Alex, Vederson, Deivid, Bilica... Takım Brezilyalı futbolculardan geçilmediğinden, Brezilya formasıyla gelen çok sayıda Fenerbahçe taraftarı da vardı.
Ben bir konuda başarı gösteremezsem başka birileri de gösteremedi diye sevinmem, kendi halime yanarım. O nedenle taraftarlıktaki bu “schadenfreude”, yani başkalarının mutsuzluğundan haz alma durumunu anlayamıyorum. Pazar gecesi Fener şampi-yonluğu kaptırdıktan sonra Twitter, Beşiktaşlılar’ın zafer çığlıklarıyla doldu. Halbuki, aynı gece onlar da yenilmemişler miydi? “Ben yenildim ama bak o da kazanamadı.” hissiyatı... Anlayamıyorum. Beşiktaşlı bir arkadaşım şöyle dedi: “Futbol ve taraftarlık öyle değil işte. Birey mantığıyla düşünme. Bursaspor can düşmanımız ama Fenerbahçe nefreti her şeye bedel!” Kendimi hiçbir zaman bir gruba ait hissetmediğimden, “biz” sözcüğü bana pek bir şey ifade etmediğinden belki, anlayamıyorum.
Bir daha şükrü Saracoğlu’nda önemli bir maça gidersem kesinlikle Anadolu Yakası’nda bir konaklama ayarlayacağım.
Maç çıkışında son vapura yetişemedim, tek bir boş taksi bulamadım. Kadıköy’e yürüyüp dolmuş sırasını görünce ruhum sıkıştı. Dolmuş durağından çıkan kuyruğun ucu neredeyse iskeleye kadar uzanıyordu. Burada da görmüş oldum ki taraftarların birbirlerine girmeleri için ayrı takımları tutmaları gerekmiyor.
Kuyruktaki Fenerbahçe taraftarı bir grup kendi aralarında takımlarına verip veriştirirken arka taraflardan başka bir taraftar onlara çıkıştı ve “Arkadaşım, yense de yenilse de bu bizim Fenerbahçemiz” türünde bildik söylemlerle konuya girdi. En son “Babam ölse bu kadar üzülmem. Bunun acısı apayrı” diye çığırıyordu ki, yoldan geçen boş taksiye kendimi attım. Futbolu anlamaya çalışmaktan yoruldum, pes ediyorum.
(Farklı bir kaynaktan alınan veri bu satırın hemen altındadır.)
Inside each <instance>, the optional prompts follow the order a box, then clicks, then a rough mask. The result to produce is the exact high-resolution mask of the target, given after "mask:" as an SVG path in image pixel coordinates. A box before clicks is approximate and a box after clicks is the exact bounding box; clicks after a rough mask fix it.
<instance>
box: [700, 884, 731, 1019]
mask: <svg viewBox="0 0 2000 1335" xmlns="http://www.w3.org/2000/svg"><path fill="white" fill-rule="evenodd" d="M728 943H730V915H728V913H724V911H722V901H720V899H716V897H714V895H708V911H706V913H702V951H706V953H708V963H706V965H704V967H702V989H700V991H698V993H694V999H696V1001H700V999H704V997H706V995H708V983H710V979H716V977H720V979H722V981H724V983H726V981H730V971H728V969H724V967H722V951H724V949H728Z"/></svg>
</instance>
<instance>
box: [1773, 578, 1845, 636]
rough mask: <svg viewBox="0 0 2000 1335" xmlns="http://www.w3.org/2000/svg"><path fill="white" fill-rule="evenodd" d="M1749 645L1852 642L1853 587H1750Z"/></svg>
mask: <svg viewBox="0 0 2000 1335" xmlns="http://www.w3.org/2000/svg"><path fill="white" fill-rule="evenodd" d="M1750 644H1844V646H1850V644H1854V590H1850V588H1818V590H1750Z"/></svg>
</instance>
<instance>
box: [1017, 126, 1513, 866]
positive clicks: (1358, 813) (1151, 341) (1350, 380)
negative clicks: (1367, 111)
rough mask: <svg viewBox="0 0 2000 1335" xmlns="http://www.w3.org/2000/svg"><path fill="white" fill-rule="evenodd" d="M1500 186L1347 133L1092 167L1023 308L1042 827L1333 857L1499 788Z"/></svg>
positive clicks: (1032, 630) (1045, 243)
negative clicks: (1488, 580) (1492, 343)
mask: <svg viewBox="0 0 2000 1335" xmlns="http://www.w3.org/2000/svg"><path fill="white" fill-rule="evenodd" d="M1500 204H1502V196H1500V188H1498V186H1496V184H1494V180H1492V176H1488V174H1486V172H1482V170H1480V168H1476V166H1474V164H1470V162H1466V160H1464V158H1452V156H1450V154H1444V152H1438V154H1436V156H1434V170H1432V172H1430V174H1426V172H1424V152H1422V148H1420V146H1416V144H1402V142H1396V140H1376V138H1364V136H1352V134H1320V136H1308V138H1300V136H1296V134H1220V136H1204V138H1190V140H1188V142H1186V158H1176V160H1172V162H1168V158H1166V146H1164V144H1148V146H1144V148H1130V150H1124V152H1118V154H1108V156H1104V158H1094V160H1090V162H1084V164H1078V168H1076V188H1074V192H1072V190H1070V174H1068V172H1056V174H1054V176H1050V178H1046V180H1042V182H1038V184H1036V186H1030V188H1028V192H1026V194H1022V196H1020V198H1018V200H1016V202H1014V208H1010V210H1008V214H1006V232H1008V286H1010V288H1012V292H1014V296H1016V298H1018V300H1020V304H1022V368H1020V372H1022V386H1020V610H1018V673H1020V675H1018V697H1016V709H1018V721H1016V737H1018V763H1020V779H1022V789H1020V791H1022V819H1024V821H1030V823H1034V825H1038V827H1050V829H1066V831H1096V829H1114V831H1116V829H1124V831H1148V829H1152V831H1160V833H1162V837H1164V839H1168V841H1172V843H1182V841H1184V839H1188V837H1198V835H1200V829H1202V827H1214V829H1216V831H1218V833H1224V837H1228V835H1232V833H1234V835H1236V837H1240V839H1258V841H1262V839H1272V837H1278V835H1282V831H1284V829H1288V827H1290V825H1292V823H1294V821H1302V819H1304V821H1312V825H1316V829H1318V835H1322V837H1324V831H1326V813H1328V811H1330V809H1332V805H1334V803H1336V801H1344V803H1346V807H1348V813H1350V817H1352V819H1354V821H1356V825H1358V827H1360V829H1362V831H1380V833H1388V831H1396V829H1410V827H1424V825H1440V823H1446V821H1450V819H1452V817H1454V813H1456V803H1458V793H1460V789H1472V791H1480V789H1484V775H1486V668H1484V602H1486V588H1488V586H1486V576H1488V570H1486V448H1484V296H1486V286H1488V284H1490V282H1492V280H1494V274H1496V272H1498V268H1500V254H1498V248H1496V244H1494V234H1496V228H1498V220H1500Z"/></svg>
Adınızı yazdırın, unvanınızı değil
Ülkemizin statü sahibi erkekleri arasında bu kişiye özel çorap modası geçecek gibi görünmüyor.
En son Bülent Arınç’ın bilekleri yansımış objektiflere.
Hatırlarsanız bu modayı eski Milli Eğitim Bakanı Hüseyin Çelik başlatmıştı. Hem de çorapta ismi yetmez, başında bir de “Milli Eğitim Bakanı” diye unvanı vardı.
Hüseyin Çelik’ten sonra Enerji ve Tabii Kaynaklar Bakanı Hilmi Güler de çoraplarına ismini yazdırmıştı.
Türkiye ziyaretinde delik çoraplarıyla haber olan Dünya Bankası Başkanı Paul Wolfowitz’e üzülen Türk çorap üreticileri, kendilerini çorap yağmuruna tutmuşlardı. “Hem sektörü hem ülkemizi tanıtalım, hiç değilse yamasını biz kapatalım” diyen Aytuğ Çorap Yönetim Kurulu Başkanı ısmail Kavuncu Wolfowitz’e çorap sponsoru olacaklarını ilan etmişti. Ve bu çorapların üzerinde de Paul Wolfowitz yazacaktı.
Yani şu durumda Hüseyin Çelik’in bir trendsetter olduğu söylenebilir. Ancak sanırım artık Milli Eğitim Bakanı olmadığı ve çoraplarının üzerinde böyle yazdığı için bunları giyemiyordur.Siz siz olun, ille çoraba adınızı yazdıracaksanız, unvanınız eksik kalsın, çorabınız uzun ömürlü olsun.